While Oakes has garnered media attention and made strides in her research efforts to help designers become sustainable, she could do nothing to prevent the downturn of green fashion in these years of recession. Although “green design” quickly became an industry buzzword, it just as quickly fizzed out as a viable marketing technique. Customers proved unwilling to pay premiums for organic threads, and weren’t drawn in to stores by this enticement alone. In short, no one knows you are wearing organic cotton, and in most instances it isn’t more stylish than a normal cotton blouse, so why bother?

In addition to lack of consumer appeal, sourcing and production issues are also a problem around “green fashion”. For example, when The Gap set about creating an organic cotton line, they soon found out there is actually not enough organic cotton available in the world to satisfy their production quantities. As for creating products like shoes out of leather alternatives, designers have to turn to plastics, which are petroleum-based and therefore unsustainable. And while reuse and recycle of fabric is an appealing idea, it is an unreliable business model.

These limitations have choked the green fashion movement in retail circles of late. But the good news is that sustainable design needn’t only address “green” design. While green fashion has been fading, there has been another trend afoot in the fashion world.

While the recession was sobering for designers who had to lower their price points and therefore their quality, it was an opportunity for some designers to go in the opposite direction: up, not down.

One such company that has proven surprisingly successful is “The Row,” an American women’s luxury wear firm run by Mary-Kate and Ashley Olsen. The Row began in 2006 with the simple idea of perfecting basic garments like the t-shirt in the most exquisite fabrics. It has continued on this trajectory to the point where it is now showing the most basic coat in printed goatskin, the perfect blazer in burgundy astrakhan fur, and as always, t-shirts in cashmere knits.

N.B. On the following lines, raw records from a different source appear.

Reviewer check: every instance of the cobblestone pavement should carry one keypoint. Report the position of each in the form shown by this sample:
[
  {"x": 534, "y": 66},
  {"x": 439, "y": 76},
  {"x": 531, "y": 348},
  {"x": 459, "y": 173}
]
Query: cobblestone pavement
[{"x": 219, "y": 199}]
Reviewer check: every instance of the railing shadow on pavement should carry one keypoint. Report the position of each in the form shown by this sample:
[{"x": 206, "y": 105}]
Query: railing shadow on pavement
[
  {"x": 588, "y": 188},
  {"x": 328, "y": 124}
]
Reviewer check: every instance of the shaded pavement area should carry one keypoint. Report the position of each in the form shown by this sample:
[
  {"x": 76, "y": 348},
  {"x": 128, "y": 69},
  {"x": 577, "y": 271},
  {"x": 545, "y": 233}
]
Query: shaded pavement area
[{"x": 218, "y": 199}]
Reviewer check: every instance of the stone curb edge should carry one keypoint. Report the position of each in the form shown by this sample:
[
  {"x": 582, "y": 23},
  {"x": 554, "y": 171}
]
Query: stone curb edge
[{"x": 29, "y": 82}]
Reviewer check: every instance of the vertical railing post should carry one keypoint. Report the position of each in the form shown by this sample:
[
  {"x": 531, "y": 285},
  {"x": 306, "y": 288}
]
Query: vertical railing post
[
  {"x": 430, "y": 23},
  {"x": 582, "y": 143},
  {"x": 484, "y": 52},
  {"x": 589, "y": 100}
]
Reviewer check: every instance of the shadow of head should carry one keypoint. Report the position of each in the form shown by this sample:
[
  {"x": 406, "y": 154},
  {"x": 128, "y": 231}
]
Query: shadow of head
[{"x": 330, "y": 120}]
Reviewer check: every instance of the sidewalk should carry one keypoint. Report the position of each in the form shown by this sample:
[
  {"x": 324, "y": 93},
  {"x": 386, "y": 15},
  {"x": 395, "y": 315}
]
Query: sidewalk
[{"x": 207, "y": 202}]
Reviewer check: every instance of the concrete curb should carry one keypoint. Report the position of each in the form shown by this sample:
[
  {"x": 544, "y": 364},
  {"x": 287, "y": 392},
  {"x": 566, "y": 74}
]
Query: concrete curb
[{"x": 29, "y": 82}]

This is a quiet company. The products are quietly perfect and thoughtfully designed to elevate a woman’s wardrobe and be worn for a long time. The collections can be mixed and worn like uniforms, over and over again. In this sense, it is one of the more “sustainable” design firms in the United States. They do not purport to be “green,” but they are indeed responsible. All of their production occurs in New York City. The prices are very high, but the quality corresponds.

In addition to The Row, the two most “green” companies in fashion are Timberland and Patagonia, although they are both pretty quiet about it. Those products are not in the same sector as The Row, but they are equally exemplary for the attention to end use and life span that they are imbued with.

So, while “sustainable design” may be fading to black, the buzzwords of craft and responsibility may be the new green.